MY SECOND AND A HALF BOOK


I keep forgetting to mention this. But my second and a half book came out in November. It's called Eiji Tsuburaya: Master of Monsters: Defending the Earth with Ultraman and Godzilla. Even though the author credit is August Ragone, and even though August is a real guy and he wrote the text, and even though my name only appears buried deep within the acknowledgments section (thanks), it's really my book as much as it is his.

Here's why. I sold the idea of a book about the life and work of Eiji Tsuburaya -- the man who did the special effects for the classic Godzilla films of the 50s and 60s -- to Chronicle Books a number of years ago. That was the easy part. Then I had to sell the idea of the book to Tsuburaya Productions. That was like pulling teeth. But eventually I pushed it through the layers of corporate bureaucratic dumbness and got things rolling. Then I had to get the book itself together. As with most books Chronicle publishes (like The Beatles Anthology or Inside Out: A Personal History of Pink Floyd or even What's Your Poo Telling You?) the focus was going to be more on photos than text. So I had to run all over Japan and America rounding up cool photos of Eiji Tsuburaya at work on Godzilla movies and Ultraman TV shows, paying special attention to pictures that hadn't been published a million times over already. I then had to figure out who owned the rights to these shots and secure permission for their use as well as arrange proper payment to the rights holders. Then I had to write captions for all the pictures and tell the book designers which chapters they went with.

On the writing side, I had to commission August to write it and see that he got paid. After he turned in a manuscript nearly three times as long as we could use, I had to work with Chronicle to decide where to cut it. Then I had to go through the entire text, with August's MS on one side of the desk and a pile of Japanese books about Eiji Tsuburaya on the other, and fact check everything, making corrections where needed. August very definitely wrote the text of the book. No question about that.

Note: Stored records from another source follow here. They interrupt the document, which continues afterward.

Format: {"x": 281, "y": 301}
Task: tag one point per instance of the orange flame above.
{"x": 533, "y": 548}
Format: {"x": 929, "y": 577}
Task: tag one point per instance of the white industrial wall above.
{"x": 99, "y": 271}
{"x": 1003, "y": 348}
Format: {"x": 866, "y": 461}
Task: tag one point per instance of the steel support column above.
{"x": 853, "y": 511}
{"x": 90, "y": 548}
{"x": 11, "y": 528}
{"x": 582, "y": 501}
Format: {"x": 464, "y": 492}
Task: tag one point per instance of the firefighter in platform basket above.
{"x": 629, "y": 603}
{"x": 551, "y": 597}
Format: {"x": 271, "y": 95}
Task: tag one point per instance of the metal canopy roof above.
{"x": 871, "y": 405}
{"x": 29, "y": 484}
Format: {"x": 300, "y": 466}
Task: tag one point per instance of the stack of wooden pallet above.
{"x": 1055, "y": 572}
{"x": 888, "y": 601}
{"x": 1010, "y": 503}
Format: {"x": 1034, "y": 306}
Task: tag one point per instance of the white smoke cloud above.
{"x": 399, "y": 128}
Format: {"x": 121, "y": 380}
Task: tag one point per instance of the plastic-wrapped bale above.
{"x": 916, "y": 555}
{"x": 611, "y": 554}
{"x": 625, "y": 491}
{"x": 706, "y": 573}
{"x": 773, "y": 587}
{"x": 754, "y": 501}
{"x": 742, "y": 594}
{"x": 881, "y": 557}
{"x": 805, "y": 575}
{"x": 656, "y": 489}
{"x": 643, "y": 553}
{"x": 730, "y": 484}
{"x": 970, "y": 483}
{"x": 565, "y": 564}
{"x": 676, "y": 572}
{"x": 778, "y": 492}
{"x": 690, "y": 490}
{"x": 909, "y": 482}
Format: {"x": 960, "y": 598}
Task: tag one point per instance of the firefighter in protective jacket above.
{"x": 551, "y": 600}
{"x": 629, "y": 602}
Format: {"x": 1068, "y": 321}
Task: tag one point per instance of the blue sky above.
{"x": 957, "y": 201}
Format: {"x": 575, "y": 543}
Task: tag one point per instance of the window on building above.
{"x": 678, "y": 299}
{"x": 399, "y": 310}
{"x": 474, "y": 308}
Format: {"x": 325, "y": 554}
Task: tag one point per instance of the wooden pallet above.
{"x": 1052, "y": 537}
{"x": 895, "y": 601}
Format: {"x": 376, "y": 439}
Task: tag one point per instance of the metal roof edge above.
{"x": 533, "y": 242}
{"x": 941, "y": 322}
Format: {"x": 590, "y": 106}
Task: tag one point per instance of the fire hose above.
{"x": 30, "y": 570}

I don't make any claims to having written anything but the photo captions and my own sidebar, as well as ghost-writing Akira Tsuburaya's sidebar based on interviews with him I conducted for the book. But there wouldn't have been a book to write without the stuff I did. So I feel like it's my baby, and maybe August is my (gulp) boyfriend... (to extend the baby metaphor to a highly uncomfortable degree)

I'm really happy with the way the book turned out. I think it's one of the best books on the subject of Eiji Tsuburaya's life and work ever done, even including some of the terrific ones available in Japanese. August turned in a fine piece of writing and the designers did an amazing job of taking what we gave them and turning it into a very classy book.

Aside from being a cool book about guys dressing in rubber dinosaur costumes and knocking down miniature recreations of Tokyo (which is enough right there if you ask me), it's an incredible piece of social anthropology. The very first Godzilla film (available on DVD as Gojira / Godzilla Deluxe Collector's Edition (Gojira/Godzilla [1954] / Godzilla, King of the Monsters [1956])) was probably the very first film about the atomic bombings of Hiroshima and Nagasaki. Watch the Japanese version sometime. It's a fairly grim and serious movie, with the monster as such an obvious stand-in for the bomb you can't possibly miss it. Eiji had done special effects for Japanese propaganda pictures during the war, and it was those techniques he put to use on his monster movies. But his work on propaganda films got him blacklisted by the US occupation forces, which is why he didn't do much work under his own name for the first few years after the war. Godzilla was a movie that could not have been made under US occupation censorship rules. It's significant that it was made just a couple years after the Yanks left.

So there ya go. All you folks who are saying you want to read another book by me, there's your chance. Makes a great Buddha's Enlightenment Day (Dec. 8) gift!